I rarely use my built in flash, usually to trigger off camera flash, but the Built-in flash func. setting is giving me this message, This menu cannot be displayed. External flash is attached. So I think the hotshoe isn't registering when I take off the 430 ex ii. 

Is there an easy way to fix this. I sold it the other day and now I want to make sure it is 100% operational before I send it out. I reset all of the settings to factory specs, except for this one aspect, and I have no clue how to fix it. I used string to manually open the built in flash, but there wasn't anything noticeable that was affecting its operation. 

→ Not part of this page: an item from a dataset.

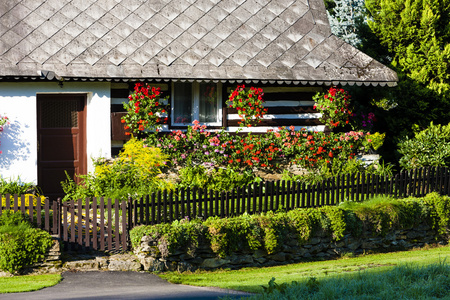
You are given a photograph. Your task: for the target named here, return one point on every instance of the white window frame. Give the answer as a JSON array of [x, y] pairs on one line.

Honestly, I can get it fixed, but that is going to take time which means canceling the order for it and then selling it after it comes back. Is there any easy way in the settings to tell it to recognize that there isn't a speedlite attached. I did try attaching the 430 and then removing it. I did that twice. I cleaned the hot shoe and that didn't work. Honestly, any help is more than welcome.


----------



## neuroanatomist (May 26, 2013)

There's a micro switch in the hotshoe that's stuck in the down position. Googling "canon hot shoe microswitch" will provide several fixes.


----------



## jdramirez (May 26, 2013)

neuroanatomist said:


> There's a micro switch in the hotshoe that's stuck in the down position. Googling "canon hot shoe microswitch" will provide several fixes.


 awesome. thanks. I'm on it right now.


----------



## Random Orbits (May 26, 2013)

One of the reasons why I hate built-in flash.

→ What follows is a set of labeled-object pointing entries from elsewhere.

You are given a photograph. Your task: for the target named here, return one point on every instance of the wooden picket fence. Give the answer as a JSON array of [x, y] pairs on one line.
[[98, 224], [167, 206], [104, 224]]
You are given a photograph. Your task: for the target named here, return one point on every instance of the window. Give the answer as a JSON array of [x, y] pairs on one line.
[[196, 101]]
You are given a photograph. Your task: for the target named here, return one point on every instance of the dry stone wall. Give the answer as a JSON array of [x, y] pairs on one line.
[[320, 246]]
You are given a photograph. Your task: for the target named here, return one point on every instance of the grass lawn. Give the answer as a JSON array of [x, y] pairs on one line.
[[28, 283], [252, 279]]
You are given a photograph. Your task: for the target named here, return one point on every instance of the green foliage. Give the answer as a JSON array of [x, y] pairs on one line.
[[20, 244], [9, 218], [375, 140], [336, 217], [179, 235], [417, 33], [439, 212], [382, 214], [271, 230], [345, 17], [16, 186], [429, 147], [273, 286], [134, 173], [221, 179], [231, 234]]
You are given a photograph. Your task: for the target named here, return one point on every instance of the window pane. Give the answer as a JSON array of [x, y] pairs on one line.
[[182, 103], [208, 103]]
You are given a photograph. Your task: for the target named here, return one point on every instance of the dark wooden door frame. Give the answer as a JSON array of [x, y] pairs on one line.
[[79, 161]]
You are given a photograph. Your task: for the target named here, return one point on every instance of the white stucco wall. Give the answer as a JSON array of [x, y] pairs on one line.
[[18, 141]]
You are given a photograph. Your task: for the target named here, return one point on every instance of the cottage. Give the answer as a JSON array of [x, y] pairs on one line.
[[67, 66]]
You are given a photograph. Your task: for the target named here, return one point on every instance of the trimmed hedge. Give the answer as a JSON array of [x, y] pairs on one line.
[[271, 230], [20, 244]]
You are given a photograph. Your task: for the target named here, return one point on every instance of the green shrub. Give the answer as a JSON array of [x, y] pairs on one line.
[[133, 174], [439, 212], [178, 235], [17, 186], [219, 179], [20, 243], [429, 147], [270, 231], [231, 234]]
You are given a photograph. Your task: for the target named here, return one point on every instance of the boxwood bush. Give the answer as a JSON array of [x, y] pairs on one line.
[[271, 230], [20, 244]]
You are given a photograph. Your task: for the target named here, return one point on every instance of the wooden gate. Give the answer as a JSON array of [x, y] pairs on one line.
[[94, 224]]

There is a pin under the piece of metal in the hotshoe that pushes down when a flash is in the hotshoe. You should be able to see it. If it does not spring back up all the way when the flash is released, the camera will think that the flash is still attached. 

Take a look at the vid linked below. It's not in English but you'll get the point.

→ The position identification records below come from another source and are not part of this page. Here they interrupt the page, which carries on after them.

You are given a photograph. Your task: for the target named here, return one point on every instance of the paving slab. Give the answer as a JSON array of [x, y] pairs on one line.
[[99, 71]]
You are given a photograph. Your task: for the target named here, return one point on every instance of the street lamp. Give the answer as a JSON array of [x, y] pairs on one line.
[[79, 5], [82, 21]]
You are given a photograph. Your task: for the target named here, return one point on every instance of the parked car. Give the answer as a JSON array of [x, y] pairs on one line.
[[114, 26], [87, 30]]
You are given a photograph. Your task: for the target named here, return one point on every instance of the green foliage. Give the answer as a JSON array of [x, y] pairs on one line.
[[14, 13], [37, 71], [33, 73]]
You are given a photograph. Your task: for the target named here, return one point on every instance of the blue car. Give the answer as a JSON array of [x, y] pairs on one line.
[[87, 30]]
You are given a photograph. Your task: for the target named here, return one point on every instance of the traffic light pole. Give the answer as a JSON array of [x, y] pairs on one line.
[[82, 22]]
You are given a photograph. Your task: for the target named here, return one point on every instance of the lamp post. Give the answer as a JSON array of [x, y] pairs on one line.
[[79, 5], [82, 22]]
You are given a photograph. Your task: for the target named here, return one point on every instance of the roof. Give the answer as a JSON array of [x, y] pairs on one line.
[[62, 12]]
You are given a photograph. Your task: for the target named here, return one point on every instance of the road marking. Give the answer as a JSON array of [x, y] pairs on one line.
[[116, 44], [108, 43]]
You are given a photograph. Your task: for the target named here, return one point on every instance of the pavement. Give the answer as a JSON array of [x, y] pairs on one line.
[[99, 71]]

How to fix 60D's pop up flash

I had a similar problem with my 20D, only the pin was nylon and was permanently deformed and stuck in the hole. It was a royal pain.


----------



## jdramirez (May 26, 2013)

Done... and it works now. Geesh... All is well? Well... I guess if they guy still wants it... it is his.


----------



## tpatana (May 26, 2013)

My 5D, I can't get the pop-up flash even to pop up. I tried wedging with a knife but no avail


----------



## docholliday (May 26, 2013)

tpatana said:


> My 5D, I can't get the pop-up flash even to pop up. I tried wedging with a knife but no avail



Same problem here...I even took a Dremel and tried to cut out the one on my 1Ds - then a pry bar and it still won't come up


----------



## Skulker (May 26, 2013)

docholliday said:


> tpatana said:
> 
> 
> > My 5D, I can't get the pop-up flash even to pop up. I tried wedging with a knife but no avail
> ...



I had this problem, I dropped it from a first floor balcony. Now the flash aperture is open but the rest of the frame rate has slowed to 0 frames per second.


----------